E todo esse roteiro vocês já sabem, certo? Não vou contar se, secretamente, assistiram The Crown. Aqui entre nós, Olivia Colman vale a pena. E embora não tenhamos Colman nos palcos – infelizmente – temos outras coisas positivas para destacar.
A primeiríssima coisa positiva sobre o proshot de Diana: é um proshot. Fato. Inegável. Precisamos de mais proshots! Sempre e mais, por favor, mandem mais proshots. Posso citar a palavra por mais dez vezes no texto, não me importo. Proshot. Proshot. Proshot. E mais: um lançado antes dos palcos. É exclusividade que vocês querem? Temos! Aliás, parece até piada que até 2019 haviam pessoas argumentando exaustivamente no fórum que gravações não dariam certo por que etc, etc, etc. Então, por favor: pessoas de NY, assistam presencialmente também, ok? Façam isso ser um sucesso. O fã de teatro musical que não mora em São Paulo, Londres ou Nova York implora.
Segunda coisa positiva: figurinos. Não consigo pensar em nada ruim. Não consigo lembrar de nenhum vestido mal feito. Nada. Todos impecáveis. Menção honrosa, inclusive, ao vestido branco da famigerada dança. Sério, Charles, o que há de errado com você, garoto? Também temos o vestido de casamento – sim! Belíssimo! E, claro, como não poderia faltar: o pretinho nada básico da vingança. O famoso Revenge Dress. Além disso, há algumas trocas bastante impressionantes, e me fizeram pensar se não era a edição me enganando. Parece que não.
E sobre figurinos deslumbrantes, podemos falar também da cenografia. Muito linda! Há muito luxo, mas de uma maneira elegante. É diferente da suntuosidade deliberada de alguns musicais. Você tem plena consciência de que custou com certeza uns bons milhões de dólares, mas valeu a pena. A iluminação também é outro ponto a parte: não é só um complemento, é parte essencial do musical. E, sim, eu sei, tudo é parte essencial no palco, luz principalmente, mas aqui ela é quase um personagem, crucial em determinadas cenas. E o efeito desejado foi certamente atingido. Nunca imaginei que um jogo de flashs me faria chorar, mas aqui estou eu.
E falando em chorar, vamos à última música – que estava presente no trailer e já havia me conquistado então. Temos If (Light the World) em que Jeanna de Waal canta lindamente Meu futuro é minha decisão/Minha história é finalmente minha/E vou iluminar o mundo para, logo em seguida, termos a cena da sua morte. Inclusive, vale ressaltar, como meu amigo Nich observou, há alguma semelhança com o final de Hamilton, em que Eliza canta o que ela faria após a morte do seu marido.

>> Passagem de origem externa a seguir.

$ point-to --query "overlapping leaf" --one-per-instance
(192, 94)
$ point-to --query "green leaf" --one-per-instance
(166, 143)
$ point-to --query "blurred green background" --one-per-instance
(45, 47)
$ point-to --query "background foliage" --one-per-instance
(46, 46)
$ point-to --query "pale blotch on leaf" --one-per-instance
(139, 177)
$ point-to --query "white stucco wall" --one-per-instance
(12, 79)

Então, o que exatamente não funcionou em Diana: O Musical? Há momentos bizarros que poderiam facilmente ser engraçados se tivessem sido intencionais. Como não são, você apenas fica: o que vocês estavam pensando? É um momento bastante estranho quando Lady Di e o Príncipe de Gales estão num concerto e ela divaga pensando em todas as maneiras em que ela não gostaria de estar ali. A ideia é até legal, e gostei do efeito narrativo, mas a letra é terrível. “Posso não ser puro intelecto, mas talvez haja uma discoteca”? E infelizmente esta foi uma das cenas liberadas antes do musical estrear na Netflix, então posso entender porque as pessoas ficaram receosas.

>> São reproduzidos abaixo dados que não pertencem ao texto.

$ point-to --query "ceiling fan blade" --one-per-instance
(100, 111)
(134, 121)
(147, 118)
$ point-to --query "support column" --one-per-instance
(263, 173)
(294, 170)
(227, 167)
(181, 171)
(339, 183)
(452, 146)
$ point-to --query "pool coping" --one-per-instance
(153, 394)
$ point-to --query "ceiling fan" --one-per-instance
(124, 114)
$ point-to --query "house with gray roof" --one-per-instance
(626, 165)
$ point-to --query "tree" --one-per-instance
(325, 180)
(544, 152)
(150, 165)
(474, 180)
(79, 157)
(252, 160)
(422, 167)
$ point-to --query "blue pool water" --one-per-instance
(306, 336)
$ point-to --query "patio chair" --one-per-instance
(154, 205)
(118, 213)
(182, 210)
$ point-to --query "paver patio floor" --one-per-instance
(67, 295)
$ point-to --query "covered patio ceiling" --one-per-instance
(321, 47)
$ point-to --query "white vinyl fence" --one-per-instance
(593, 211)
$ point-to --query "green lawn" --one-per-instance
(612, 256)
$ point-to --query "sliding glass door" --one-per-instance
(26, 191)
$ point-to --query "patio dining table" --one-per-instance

E se fosse o Queen tocando/Freddie Mercury arrasaria
Bem, não tenho dúvidas. Mas, sério?
Também não gosto das cenas dos paparazzis dançando como abutres e fazendo uma coreografia estranha com os sobretudos. Pareceu tão caricato e… ruim?

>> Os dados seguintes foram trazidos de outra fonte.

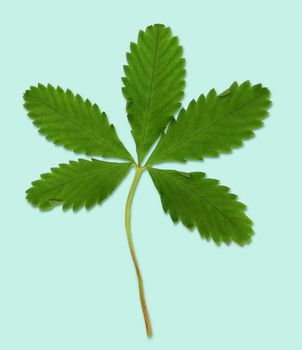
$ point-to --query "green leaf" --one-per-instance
(79, 183)
(214, 124)
(200, 202)
(68, 120)
(153, 85)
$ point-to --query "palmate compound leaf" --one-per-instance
(213, 124)
(79, 183)
(153, 85)
(200, 202)
(68, 120)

E embora eu entenda que a proposta do musical seja passar brevemente pela vida da Diana e que, por motivos óbvios, não podemos dispor do tempo que uma série teria para fazer isso, imagino que o diretor pudesse ter sentado com o seu libretista e combinado: ei, vamos tentar não passar tudo isso de forma atropelada e desistir das cenas do namorado sem camisa? Sei que foi um romance decisivo porque o Charles o usou de forma deliberada para virar o divórcio a favor dele e, principalmente, de Camila Parker Bowles, mas tudo acontece tão rápido e fora do tom que o musical fica genérico. As piadas são ruins e você não sabe se o musical quer ser sério ou uma paródia.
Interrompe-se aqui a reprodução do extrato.